Hilfe kommt erst, wenn die Jobs schon weg sind

Der Wandel zu grünen Technologien wirkt sich in verschiedenen Regionen Deutschlands sehr unterschiedlich aus. Die Bundesregierung müsse die Kriterien der regionalen Förderpolitik deshalb dringend überarbeiten, ergab eine Studie im Auftrag der Bertelsmann Stiftung . Aktuell bedroht die Transformation vor allem Industriearbeitsplätze in wirtschaftlich gut laufenden Regionen wie den VW-Hauptsitz Wolfsburg, den Süden Baden-Württembergs oder den Hochsauerlandkreis, der Heimat von Kanzler Friedrich Merz (CDU). Der Grund: Dort sitzen Unternehmen, die hohe Treibhausgasemissionen verursachen. Gewaltige Investitionen sind nötig, um den Technologiewandel zu stemmen.

Im wichtigsten staatlichen Förderinstrument, der Gemeinschaftsaufgabe Regionale Wirtschaftsstruktur (GRW), werden jedoch Regionen erst dann zum Fördergebiet, wenn sie bei Arbeitslosigkeit oder Bruttoinlandsprodukt pro Beschäftigten unter den nationalen Schnitt gefallen sind. Obwohl bereits 2022 der Abbau von CO₂-Emissionen als gleichrangiges Ziel im GRW eingeführt wurde, spielt er in der Realität bislang keine Rolle. Bis 2027, so die Studie, liegen die Fördergebiete mit den höchsten Investitionskostenzuschüssen fast ausschließlich in Ostdeutschland. Die meisten Gebiete, die besonders unter Transformationsdruck stehen, gehen hingegen leer aus.

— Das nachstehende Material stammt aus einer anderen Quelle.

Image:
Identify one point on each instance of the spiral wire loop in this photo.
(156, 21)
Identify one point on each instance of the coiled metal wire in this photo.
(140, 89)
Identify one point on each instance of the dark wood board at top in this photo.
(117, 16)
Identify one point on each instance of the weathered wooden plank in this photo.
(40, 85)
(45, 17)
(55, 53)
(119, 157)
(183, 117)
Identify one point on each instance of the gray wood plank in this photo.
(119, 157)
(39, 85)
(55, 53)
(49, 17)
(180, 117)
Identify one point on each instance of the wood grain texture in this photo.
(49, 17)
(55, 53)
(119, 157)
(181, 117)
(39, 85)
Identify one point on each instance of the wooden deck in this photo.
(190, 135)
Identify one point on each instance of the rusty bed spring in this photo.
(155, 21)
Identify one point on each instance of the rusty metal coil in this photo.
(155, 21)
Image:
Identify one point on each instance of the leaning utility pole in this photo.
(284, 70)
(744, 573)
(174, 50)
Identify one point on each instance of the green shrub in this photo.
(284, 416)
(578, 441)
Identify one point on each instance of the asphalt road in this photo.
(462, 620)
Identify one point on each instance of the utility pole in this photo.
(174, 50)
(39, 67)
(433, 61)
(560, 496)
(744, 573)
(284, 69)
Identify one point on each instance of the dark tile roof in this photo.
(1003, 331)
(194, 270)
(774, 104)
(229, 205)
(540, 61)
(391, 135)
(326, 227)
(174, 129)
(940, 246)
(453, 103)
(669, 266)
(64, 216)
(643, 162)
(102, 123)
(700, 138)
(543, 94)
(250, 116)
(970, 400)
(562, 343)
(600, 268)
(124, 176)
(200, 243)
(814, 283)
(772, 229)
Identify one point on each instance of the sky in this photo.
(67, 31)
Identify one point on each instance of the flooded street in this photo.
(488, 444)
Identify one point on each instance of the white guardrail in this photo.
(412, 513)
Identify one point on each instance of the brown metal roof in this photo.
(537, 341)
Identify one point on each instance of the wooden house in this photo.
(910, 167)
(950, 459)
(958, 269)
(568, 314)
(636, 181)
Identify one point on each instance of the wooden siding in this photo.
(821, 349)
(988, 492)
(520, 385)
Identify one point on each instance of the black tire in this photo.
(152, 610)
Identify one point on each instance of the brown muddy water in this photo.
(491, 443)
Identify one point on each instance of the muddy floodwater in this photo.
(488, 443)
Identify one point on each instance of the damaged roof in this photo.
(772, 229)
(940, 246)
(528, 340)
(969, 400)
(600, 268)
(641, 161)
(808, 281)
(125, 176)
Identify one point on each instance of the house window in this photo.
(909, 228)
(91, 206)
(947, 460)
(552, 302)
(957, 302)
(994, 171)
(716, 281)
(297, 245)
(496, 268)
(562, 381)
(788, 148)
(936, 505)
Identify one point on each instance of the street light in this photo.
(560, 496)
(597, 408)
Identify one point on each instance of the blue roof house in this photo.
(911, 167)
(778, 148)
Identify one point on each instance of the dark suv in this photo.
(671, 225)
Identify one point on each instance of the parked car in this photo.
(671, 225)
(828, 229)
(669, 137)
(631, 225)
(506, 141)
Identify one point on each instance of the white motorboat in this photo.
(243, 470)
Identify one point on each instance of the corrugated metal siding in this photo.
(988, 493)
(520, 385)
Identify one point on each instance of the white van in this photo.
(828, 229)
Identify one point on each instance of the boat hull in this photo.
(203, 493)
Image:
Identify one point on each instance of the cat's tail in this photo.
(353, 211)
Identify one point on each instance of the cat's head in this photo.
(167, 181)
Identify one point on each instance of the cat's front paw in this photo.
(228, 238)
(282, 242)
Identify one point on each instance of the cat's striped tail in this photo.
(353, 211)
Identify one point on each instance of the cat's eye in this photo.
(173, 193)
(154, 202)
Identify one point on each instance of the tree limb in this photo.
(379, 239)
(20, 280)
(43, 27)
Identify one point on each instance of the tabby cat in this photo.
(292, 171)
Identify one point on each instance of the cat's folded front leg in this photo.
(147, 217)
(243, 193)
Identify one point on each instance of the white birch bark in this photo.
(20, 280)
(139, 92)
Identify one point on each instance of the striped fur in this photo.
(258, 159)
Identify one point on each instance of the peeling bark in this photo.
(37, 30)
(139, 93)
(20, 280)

Künftig sei eine »proaktive Industriepolitik« notwendig, die »den Wandel in besonders betroffenen Regionen aktiv unterstützt«, sagt der Ökonom Jens Südekum, einer der beiden Autoren. Er schlägt vor, »den erwartbaren regionalen Transformationsstress künftig als Kriterium im Verteilungsschlüssel zu verankern«. So lasse sich das Investitionsbudget aus dem neuen Sondervermögen gezielter auf besonders betroffene Regionen verteilen.

Die Regionalpolitik habe zudem großen Einfluss darauf, ob die Gesellschaft die Dekarbonisierung akzeptiere. »Wenn sich die Herausforderungen der Transformation regional stark konzentrieren, untergräbt das nicht nur die Zustimmung zur Klimapolitik, sondern fördert tendenziell auch die politische Polarisierung an der Wahlurne«, sagt Bertelsmann-Ökonom Daniel Posch. Eine Studie von 2024 zeigte: Die AfD legte in Regionen mit hohem Transformationsstress bei Bundestagswahlen besonders stark zu.